Let $ A, B \in \mathbb {R}^{n \times n} $, the Lie bracket of $ A $ and $ B $ denoted by $ [A, B] $

Question

Let $ A, B \in \mathbb {R}^{n \times n} $, the Lie bracket of $ A $ and $ B $ denoted by $ [A, B] $ is defined as $ [A, B] = BA-AB$. If $\big[A,[A, B] \big] = \big[B, [A, B] \big] = 0$, provide that for all $ t\in\mathbb{R}$ it is fulfilled that , $$e^{tB}e^{tA} = e^{t(A + B)}e^{t^{2}/2[A, B]} $$

I am given by suggestion, consider that $ \phi (t) = e ^ {- t (A + B)} e ^ {tB} e ^ {tA} $ is solution of the matrix equation $ X '= t [A, B] X $

Answer 1

So compute $$ ϕ'(t)=e^{-t(A+B)}\Bigl[e^{tA}B+(A-(A+B))e^{tA}\Bigr]e^{tB} =e^{-t(A+B)}\Bigl[e^{tA}B-Be^{tA}\Bigr]e^{tB} $$ Now consider $$ e^{tA}B-Be^{tA}=\sum_k\frac{t^k}{k!}(A^kB-BA^k)=\sum_k\frac{t^k}{k!}\,\sum_{m=0}^{k-1}A^m[A,B]A^{k-1-m}=[A,B]e^{tA} $$ the last equality because of the assumption that $A$ and $[A,B]$ commute.
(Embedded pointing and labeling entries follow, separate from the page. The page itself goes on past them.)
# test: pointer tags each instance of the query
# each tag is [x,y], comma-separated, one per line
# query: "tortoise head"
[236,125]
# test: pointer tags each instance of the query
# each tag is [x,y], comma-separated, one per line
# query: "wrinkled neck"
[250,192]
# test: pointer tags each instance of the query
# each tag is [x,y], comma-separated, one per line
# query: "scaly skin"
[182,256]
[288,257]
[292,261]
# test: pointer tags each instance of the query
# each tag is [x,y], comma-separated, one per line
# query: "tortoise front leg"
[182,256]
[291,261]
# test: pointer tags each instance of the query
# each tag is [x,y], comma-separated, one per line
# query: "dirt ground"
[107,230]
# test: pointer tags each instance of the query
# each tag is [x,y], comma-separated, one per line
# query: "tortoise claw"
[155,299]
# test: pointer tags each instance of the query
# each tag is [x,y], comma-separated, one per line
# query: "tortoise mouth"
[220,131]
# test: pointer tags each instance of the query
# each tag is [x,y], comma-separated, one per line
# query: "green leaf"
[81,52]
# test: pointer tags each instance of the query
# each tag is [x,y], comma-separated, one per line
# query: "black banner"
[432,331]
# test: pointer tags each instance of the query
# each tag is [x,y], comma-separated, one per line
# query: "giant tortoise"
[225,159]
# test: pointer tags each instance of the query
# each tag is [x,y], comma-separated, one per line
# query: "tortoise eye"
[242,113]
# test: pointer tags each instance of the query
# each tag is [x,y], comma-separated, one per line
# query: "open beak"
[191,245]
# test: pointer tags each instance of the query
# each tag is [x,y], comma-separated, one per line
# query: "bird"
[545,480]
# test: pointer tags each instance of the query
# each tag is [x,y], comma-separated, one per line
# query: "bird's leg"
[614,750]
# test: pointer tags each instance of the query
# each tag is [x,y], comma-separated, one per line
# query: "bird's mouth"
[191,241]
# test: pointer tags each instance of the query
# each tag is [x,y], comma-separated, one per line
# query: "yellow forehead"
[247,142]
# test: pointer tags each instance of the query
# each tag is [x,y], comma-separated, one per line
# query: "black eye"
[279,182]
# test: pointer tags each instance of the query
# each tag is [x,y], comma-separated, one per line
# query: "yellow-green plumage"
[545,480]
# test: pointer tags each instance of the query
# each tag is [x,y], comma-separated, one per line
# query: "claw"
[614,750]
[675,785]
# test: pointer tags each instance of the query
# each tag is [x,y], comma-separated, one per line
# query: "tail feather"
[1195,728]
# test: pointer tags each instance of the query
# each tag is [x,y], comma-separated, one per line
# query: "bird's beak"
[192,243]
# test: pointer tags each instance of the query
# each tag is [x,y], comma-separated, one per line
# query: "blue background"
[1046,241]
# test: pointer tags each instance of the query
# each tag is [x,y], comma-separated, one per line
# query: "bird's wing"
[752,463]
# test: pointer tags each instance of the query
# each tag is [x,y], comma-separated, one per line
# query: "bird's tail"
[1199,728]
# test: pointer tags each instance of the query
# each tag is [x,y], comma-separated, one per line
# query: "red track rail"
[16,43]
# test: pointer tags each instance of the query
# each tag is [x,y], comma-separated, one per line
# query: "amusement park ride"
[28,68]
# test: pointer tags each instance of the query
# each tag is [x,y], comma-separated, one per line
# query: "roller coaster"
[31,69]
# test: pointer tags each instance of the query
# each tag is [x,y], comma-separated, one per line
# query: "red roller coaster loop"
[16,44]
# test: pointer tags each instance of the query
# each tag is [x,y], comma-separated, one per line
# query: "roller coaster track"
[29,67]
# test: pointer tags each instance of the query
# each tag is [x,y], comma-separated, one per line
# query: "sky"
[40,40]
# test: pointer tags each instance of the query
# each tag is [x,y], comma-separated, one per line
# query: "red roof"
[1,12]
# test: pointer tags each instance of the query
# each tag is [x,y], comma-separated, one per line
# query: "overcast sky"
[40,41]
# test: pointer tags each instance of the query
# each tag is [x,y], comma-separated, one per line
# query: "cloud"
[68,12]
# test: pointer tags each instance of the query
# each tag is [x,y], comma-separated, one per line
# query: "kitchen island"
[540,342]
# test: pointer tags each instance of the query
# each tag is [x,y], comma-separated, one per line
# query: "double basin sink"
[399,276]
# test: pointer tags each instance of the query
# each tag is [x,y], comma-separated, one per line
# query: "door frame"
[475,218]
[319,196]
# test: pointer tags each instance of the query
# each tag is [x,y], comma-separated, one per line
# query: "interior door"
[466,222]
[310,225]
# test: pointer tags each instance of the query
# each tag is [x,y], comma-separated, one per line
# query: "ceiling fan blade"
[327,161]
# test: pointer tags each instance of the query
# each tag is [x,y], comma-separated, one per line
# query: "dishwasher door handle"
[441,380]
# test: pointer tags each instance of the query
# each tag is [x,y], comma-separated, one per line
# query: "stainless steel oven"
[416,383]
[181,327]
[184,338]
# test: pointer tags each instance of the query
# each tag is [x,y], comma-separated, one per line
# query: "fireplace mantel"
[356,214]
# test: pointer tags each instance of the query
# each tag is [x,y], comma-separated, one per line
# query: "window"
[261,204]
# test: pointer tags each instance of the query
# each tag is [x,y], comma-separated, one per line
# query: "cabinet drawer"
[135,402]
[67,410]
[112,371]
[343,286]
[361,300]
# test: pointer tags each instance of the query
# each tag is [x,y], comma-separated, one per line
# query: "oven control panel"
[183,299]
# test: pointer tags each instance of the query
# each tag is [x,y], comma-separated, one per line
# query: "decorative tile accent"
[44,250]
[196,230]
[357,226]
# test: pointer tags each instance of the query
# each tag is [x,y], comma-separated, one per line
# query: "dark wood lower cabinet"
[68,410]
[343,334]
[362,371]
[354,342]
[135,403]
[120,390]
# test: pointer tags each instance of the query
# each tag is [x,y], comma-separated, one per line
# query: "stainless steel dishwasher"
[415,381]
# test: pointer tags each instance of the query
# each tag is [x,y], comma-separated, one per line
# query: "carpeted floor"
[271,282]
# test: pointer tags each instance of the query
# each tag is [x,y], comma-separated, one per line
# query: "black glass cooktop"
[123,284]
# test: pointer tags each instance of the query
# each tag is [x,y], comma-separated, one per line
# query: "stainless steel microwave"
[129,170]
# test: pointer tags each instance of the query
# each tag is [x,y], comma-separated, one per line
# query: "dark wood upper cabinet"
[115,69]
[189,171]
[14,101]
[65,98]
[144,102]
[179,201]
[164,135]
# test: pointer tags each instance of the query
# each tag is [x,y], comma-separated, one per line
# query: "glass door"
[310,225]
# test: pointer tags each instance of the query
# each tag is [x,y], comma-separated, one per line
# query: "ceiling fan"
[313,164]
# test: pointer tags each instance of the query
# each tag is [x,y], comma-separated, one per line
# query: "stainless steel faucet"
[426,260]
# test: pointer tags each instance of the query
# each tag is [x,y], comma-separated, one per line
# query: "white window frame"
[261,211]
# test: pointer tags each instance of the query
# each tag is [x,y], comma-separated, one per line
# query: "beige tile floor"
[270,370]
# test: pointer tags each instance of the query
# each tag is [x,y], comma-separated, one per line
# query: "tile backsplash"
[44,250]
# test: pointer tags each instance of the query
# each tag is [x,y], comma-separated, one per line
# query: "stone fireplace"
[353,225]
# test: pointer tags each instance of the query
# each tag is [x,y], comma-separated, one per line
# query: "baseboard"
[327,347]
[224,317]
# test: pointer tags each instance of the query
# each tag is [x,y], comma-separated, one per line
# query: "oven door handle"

So we got $$ ϕ'(t)=e^{-t(A+B)}[A,B]e^{tA}e^{tB} $$ and because also $B$ commutes with $[A,B]$, so does $(A+B)$ resulting in $$ ϕ'(t)=[A,B]ϕ(t) $$ as claimed. Now also observe $ϕ(0)=I$ so that $ϕ(t)=e^{t[A,B]}$.